How Mustang evokes the coming-of-age melancholy of The Virgin Suicides

Deniz Gamze Ergüven’s film speaks of the trials of young womanhood.

Words

Katherine McLaughlin

@Ms_K_McLaughlin

What does the loss of innocence feel like for a teenage girl in modern day Turkey and 1970s Michigan? Shameful, confusing and like the world is closing in on you is the answer according to Sofia Coppola’s debut feature from 1999 and Deniz Gamze Ergüven’s first film, co-written with Alice Winocour.

The Virgin Suicides opens with a stinging grace as we are introduced to the youngest of the Lisbon sisters, Cecelia (Hanna Hall), who has slit her wrists due to the profound sadness of it all. As she lays there in her hospital bed, a doctor approaches and says, “You’re not even old enough to know how hard life gets.” She replies matter-of-factly: “Obviously, doctor, you’ve never been a 13-year-old girl.” In Mustang we too meet the youngest of five sisters in the rebellious Lale (Günes Sensoy), as she explains how life was going well until “it all turned to shit.”

Before the poison of sexual shame and gender expectations hems in these young women – who are all at some point required to wear baggy dresses in order to hide their blossoming figures – they are allowed to experience freedom and fun. Yet this is also what eventually sees them locked up and hidden away from the rest of the world.

Read our exclusive interview with Mustang director Deniz Gamze Ergüven

In The Virgin Suicides, the Lisbon sisters are placed under house arrest and taken out of school by their strict mother (Kathleen Turner) after having a taste of the good stuff at prom with the defiant Lux (Kirsten Dunst) breaking curfew and staying out into the early hours. In Mustang, when the local gossip mill makes it known that the sisters have played a game in the sea with the local boys, they are reprimanded and forced to take a virginity test by their strict uncle. After they get bored of inhabiting what Lale describes as “a wife factory”, the group head out to a football match. When their grandma discovers this, things take a turn for the worse – bars are placed on the windows on their home atop a sun kissed valley and the sisters are lined up for marriage.
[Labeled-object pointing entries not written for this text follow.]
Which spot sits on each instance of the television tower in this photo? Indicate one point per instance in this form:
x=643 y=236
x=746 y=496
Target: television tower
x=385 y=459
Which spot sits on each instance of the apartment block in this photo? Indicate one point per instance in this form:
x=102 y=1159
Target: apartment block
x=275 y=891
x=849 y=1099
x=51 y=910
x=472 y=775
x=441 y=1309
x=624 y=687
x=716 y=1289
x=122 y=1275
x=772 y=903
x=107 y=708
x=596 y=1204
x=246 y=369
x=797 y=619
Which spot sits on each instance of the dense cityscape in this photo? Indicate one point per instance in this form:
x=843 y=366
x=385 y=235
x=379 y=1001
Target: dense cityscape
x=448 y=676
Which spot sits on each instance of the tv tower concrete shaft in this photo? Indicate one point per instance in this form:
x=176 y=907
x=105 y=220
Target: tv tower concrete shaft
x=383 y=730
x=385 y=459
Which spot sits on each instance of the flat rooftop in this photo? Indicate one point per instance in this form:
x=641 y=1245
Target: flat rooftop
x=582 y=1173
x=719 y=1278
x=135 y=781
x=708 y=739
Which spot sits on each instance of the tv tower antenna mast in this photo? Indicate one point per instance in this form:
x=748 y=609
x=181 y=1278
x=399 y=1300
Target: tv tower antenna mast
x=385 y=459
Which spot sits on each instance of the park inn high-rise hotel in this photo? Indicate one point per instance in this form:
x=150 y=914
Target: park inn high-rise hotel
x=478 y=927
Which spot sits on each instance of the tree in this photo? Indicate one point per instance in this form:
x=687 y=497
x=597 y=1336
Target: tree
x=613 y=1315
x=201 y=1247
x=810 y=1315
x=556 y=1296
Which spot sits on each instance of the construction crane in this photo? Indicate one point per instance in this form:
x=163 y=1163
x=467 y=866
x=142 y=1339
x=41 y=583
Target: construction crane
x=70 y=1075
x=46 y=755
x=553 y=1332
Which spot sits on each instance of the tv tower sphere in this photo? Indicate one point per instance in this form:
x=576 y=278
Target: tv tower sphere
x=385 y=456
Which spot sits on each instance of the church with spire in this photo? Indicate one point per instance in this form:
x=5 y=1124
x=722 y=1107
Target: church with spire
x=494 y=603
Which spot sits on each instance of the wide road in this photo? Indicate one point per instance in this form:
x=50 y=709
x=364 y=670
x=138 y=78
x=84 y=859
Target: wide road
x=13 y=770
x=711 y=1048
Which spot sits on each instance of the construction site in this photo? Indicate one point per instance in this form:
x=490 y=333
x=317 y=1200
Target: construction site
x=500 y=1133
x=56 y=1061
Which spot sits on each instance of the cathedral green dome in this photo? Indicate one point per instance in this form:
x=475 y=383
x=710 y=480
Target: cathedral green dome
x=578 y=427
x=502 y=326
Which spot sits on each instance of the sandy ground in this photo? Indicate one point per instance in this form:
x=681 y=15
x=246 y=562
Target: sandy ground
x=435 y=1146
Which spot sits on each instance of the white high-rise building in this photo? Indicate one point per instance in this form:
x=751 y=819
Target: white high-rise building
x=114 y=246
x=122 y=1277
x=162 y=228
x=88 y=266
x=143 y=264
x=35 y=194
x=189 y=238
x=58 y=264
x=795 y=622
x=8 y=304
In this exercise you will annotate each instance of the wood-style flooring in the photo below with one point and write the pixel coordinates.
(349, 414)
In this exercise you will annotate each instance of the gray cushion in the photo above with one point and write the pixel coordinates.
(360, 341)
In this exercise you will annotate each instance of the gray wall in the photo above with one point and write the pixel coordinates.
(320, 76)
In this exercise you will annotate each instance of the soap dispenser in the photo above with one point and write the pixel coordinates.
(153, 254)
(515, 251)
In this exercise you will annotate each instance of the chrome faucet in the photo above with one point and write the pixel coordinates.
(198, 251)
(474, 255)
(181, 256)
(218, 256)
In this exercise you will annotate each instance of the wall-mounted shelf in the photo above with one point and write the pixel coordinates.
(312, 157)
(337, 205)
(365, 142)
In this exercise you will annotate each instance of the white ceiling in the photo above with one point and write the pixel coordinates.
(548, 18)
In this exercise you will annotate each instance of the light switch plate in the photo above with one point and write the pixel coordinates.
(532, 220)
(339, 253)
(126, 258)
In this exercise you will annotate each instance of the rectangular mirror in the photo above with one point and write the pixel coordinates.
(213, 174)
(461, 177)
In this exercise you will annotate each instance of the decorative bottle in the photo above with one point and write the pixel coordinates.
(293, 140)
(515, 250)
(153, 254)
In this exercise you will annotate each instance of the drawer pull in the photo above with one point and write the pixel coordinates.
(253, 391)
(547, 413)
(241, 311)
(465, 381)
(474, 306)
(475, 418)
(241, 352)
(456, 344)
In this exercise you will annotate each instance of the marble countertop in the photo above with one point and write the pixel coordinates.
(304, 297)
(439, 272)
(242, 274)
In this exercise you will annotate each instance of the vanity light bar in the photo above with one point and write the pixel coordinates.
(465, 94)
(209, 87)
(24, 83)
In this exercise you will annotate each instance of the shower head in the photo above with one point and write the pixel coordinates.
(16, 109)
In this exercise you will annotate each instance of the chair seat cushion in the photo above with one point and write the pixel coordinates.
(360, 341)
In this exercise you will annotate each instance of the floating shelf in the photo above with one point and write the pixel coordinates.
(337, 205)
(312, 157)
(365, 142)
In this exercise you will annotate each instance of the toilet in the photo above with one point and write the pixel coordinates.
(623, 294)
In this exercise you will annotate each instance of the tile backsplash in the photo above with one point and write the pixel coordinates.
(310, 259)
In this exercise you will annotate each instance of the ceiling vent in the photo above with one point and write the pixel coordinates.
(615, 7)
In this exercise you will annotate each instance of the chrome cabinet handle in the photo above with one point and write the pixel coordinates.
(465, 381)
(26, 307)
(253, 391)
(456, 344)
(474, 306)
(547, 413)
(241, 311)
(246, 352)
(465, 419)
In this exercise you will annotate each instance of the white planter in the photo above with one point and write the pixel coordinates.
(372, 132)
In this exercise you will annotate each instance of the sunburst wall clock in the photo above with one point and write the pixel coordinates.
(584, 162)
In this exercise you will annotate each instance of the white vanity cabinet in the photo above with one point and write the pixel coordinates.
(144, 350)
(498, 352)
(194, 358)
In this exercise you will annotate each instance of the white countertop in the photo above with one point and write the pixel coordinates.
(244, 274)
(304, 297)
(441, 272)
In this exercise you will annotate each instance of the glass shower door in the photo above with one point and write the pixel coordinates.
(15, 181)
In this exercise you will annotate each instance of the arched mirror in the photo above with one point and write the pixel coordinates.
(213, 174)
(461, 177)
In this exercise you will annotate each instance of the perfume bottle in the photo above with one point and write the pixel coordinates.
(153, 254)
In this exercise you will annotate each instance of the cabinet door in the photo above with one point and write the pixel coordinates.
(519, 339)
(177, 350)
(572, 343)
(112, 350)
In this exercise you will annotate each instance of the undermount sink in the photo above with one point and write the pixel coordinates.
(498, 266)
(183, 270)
Both groups of girls run around and laze in dappled sunlight, their long, untamed brown and blonde locks flowing. When they are alone they playfully interact like cubs. With their limbs tangled across one another they almost seem to be turning into one being. In The Virgin Suicides, the Lisbon sister are viewed as mysterious creatures, with their sad story told from the point of view of a group of teenage boys. In Mustang, Lale narrates and despite some distressing moments, there is redemption through the fact that women are mostly seen to be helping one another out.

Society’s obsession with virginal purity teaches them to be ashamed of their bodies and for the Lisbon girls there is no hope. Their act of rebellion is to remove themselves by death. Coppola does not place blame on their actions but instead looks to the community haunting them with a ghastly green smog and stench. At the end of each film a shot reflecting on a fleeting moment of happiness – the wind blowing in their hair as they ride away in vehicles with no rules or regulations imposed on them – evokes the freedom and choice that these girls so desperately long for. These flashes of escape are both exhilarating and melancholic, beguiling snapshots of their wild spirits being let loose that also reveal the frustration of untapped potential.

Mustang is in cinemas and on demand from 13 May.